For meters and sub-meters purchased by a consumer that measure his/her home energy loads (such as TV, computer, dish washer, fridge, car battery & thermostats) consumers should own the data. I think the consumer will also be weary of sharing information conveyed by home sub-meters. For example, the consumer might fear a thief could deduce when to break into a house with information on when lights have turned ON and OFF. Likewise, a consumer may not want to share information about when fridge doors are open or when TVs are turned ON. The consumer owns the appliances and the sub-meters; he/she should own the data.

Third parties and utilities should compete in a free market to access the data. Consumers would grant access to those who provide the right incentive. For example, utilities could provide rebates when the consumer acts on its demand-response signals, which could be appliance-specific. Third parties, such as Google or Microsoft, could provide a plethora of software services that enhance understanding of the data and supply alarms/suggestions to the consumer for load reduction (graphs, alarms, demand response signals). I strongly believe that true innovation will occur if the consumer decides who accesses the data. Think of the web 2.0 innovation spur in the last decade! As an analogy, innovation in the web not only came from Internet providers (aka the Utilities) but also from new companies, such as Google, eBay, Yahoo, Amazon, and Facebook (aka the Third Parties) in a free market for information.

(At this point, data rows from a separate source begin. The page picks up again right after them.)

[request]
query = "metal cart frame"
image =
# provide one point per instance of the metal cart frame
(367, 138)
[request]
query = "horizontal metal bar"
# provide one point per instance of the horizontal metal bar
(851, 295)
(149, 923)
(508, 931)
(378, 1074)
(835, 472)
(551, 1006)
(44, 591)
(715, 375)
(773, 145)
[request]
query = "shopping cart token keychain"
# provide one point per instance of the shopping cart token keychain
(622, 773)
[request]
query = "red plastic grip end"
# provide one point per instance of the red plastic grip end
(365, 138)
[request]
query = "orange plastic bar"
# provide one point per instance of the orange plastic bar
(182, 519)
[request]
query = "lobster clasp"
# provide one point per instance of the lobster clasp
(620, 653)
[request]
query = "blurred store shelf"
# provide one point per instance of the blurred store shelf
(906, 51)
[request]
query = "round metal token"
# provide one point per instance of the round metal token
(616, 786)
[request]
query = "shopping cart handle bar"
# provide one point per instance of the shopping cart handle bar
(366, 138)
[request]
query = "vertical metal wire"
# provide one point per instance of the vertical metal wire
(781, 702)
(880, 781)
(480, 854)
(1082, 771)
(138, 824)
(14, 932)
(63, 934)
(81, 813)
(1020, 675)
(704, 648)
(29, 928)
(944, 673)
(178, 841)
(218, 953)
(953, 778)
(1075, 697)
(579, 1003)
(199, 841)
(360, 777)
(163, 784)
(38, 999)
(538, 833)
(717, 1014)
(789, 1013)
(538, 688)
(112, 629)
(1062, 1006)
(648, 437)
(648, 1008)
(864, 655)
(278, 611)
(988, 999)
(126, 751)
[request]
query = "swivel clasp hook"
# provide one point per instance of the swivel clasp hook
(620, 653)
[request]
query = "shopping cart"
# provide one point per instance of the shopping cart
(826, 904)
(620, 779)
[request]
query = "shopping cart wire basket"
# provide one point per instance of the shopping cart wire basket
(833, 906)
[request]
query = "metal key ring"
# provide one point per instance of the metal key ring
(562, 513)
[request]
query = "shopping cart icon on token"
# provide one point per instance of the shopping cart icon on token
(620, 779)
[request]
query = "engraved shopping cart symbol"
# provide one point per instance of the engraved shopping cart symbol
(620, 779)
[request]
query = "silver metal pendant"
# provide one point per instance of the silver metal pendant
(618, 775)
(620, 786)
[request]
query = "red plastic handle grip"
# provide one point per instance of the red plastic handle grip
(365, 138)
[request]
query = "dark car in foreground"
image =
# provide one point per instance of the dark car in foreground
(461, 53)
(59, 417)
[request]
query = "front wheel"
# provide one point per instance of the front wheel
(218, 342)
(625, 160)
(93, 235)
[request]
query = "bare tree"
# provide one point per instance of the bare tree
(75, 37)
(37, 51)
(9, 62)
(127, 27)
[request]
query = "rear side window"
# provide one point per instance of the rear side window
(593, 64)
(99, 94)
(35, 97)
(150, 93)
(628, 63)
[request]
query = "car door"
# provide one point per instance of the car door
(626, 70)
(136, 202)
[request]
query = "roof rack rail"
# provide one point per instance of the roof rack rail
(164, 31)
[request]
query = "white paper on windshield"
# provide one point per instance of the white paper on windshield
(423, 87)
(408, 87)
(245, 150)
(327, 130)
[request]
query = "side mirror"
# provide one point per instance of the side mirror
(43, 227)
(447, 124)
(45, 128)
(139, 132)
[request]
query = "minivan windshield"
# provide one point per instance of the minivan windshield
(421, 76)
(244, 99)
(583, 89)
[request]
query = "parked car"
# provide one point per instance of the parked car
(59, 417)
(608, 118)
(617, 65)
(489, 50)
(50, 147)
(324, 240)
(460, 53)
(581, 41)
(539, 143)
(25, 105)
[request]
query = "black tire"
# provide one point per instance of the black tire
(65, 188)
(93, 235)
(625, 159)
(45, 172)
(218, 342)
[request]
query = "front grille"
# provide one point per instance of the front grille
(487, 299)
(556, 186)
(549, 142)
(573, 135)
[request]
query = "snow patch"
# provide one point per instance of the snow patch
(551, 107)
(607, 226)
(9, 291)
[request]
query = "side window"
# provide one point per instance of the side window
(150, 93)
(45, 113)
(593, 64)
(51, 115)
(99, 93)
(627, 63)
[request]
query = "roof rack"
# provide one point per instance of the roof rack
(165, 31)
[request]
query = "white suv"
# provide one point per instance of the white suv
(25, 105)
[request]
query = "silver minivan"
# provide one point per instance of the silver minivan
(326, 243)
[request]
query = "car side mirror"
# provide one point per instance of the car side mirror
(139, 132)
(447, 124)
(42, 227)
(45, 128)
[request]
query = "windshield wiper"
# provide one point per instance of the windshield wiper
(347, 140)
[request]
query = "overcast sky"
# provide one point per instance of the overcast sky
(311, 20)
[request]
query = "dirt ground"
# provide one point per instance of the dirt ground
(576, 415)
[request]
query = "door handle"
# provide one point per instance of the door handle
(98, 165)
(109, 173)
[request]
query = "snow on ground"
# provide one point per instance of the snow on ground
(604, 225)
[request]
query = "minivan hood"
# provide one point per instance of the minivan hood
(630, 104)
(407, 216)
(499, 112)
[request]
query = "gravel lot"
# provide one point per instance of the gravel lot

Use cases on how consumers and third parties will use energy data and the related technical requirements are not yet proven. For example, if the consumer wanted to have real-time graphs with 5-seconds updates of appliance-level power consumption, I doubt that the current utility networks would qualify. Given the number of devices that must be supported in one network (100s to 1000s), current utility wireless networks based on low-data rate frequency-hopping mesh protocols used in high-multipath environments would not meet, in my opinion, the throughput and latency requirements. Therefore, I believe real-time data access will only be technically reliable, scalable and flexible for third-party applications if energy usage is accessible in multiple ways (redundancy). The utility network should then be one alternative for the primary access to the smart meter data. In the home, the consumer, given she/he has the right to access the data, would choose the best primary gateway for her/his needs. Broadband internet over fiber optics or cable, Wifi, and 3G networks are mature and ubiquitous technologies. If these technologies are made accessible, then the smart grid—i.e. being open to new technologies—would be future proof. In order to provide real-time access, the smart meter should then provide multiple configuration mechanisms for sampling the data at different rates.